O que nos define como homem ou mulher? Há tempos as sentenças biológicas XX e XY eram responsáveis por responder essa questão. Hoje, porém, elas são vistas como limitadoras das nossas masculinidades e feminilidades. Por essa razão, falar na possibilidade de mexer nelas causa tanto alvoroço, sobretudo se levarmos em consideração a bifurcação menino-João-azul-carrinho para eles e, para elas, menina-Maria-rosa-boneca, defendida pelos mais conservadores. Entretanto, o mundo caminha em direção ao gênero neutro, focado não em limitar aquele pilar biológico, mas ampliá-lo. Trata-se de repensar todos os valores culturais aprisionados aos gêneros existentes, dando a eles outras experimentações possíveis. No Brasil, contudo, onde tudo parece nos colocar sempre a um passo atrás do resto do mundo, isso será de grande valia, se levarmos em conta tantas perdas geradas pelo nosso atual modelo sócio-econômico-educacional e político, responsável por reduzir humanos às genitálias.

Os que torcem o rosto para essas mudanças têm bons motivos para fazê-lo, afinal de contas, manter a hegemonia vigente é assegurar a permanência dos lucros. Lojas de departamentos de moda, brinquedos, enxoval, por exemplo, faturam muita grana com a categorização dos gêneros que resvalam das genitálias. As cores, os modelos de roupa, cortes de cabelo e demais apetrechos, se tornam elementos indispensáveis aos país ávidos por enquadrar seus filhos num ideal de gênero aceito pela maioria. O que não seria errado, caso o debate de gênero estivesse presente nas discussões familiares desde sempre.

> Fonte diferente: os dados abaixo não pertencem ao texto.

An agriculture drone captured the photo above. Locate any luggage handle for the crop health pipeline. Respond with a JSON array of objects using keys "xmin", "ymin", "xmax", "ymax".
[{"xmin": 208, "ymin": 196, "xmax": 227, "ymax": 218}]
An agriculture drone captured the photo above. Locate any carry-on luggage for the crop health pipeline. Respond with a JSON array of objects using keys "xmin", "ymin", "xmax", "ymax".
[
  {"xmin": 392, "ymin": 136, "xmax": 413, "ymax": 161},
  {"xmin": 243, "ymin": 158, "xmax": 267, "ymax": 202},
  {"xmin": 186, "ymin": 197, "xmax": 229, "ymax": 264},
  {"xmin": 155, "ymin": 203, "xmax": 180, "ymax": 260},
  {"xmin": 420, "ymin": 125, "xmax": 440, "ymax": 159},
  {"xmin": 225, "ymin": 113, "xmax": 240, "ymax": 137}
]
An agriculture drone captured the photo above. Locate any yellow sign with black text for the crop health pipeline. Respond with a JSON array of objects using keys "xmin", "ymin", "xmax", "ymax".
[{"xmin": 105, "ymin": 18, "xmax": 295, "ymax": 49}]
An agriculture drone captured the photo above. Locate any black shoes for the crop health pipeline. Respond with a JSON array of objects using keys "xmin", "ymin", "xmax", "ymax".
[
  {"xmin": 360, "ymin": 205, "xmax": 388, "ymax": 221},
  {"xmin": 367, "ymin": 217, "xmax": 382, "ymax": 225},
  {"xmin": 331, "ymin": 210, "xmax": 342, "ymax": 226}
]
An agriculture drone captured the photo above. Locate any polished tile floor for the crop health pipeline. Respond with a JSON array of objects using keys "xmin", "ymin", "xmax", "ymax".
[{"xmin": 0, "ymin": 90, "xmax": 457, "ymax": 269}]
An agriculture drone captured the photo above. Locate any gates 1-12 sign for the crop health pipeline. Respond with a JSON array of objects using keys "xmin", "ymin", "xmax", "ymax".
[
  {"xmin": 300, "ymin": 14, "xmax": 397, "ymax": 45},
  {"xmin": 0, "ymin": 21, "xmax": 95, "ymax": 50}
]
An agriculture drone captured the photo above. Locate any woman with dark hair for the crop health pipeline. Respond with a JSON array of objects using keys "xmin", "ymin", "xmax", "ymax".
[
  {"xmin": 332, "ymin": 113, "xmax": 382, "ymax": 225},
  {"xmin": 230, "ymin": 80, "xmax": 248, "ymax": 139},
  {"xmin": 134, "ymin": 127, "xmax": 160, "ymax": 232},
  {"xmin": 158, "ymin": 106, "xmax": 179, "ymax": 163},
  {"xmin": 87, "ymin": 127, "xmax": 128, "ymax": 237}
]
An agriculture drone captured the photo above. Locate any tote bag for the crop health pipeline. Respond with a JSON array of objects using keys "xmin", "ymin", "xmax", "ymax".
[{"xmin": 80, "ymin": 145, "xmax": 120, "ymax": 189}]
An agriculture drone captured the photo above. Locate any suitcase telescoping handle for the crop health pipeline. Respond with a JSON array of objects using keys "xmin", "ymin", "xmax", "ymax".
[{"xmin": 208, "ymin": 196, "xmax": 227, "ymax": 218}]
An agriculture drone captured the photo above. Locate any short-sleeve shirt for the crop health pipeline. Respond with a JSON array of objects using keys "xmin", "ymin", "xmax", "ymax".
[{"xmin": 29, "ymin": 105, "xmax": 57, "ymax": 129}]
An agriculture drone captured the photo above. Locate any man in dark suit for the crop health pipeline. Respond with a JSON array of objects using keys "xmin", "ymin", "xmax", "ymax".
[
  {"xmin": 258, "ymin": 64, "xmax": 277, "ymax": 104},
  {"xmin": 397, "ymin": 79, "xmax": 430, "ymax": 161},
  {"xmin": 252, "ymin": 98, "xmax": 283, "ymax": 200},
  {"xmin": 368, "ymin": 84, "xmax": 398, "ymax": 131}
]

Como não é isso que ocorre, sem perceber, muitos de nós, ao naturalizar que menino é assim e menina é assado, estamos contribuindo para a formação de práticas ou possíveis características machistas/homofóbicas/misóginas dessas crianças no futuro.  Além de retirar da infância a curiosidade que lhe é peculiar, ao permitir que garotos brinquem com boneca e garotas de futebol, sem serem repreendidos por essas experiências.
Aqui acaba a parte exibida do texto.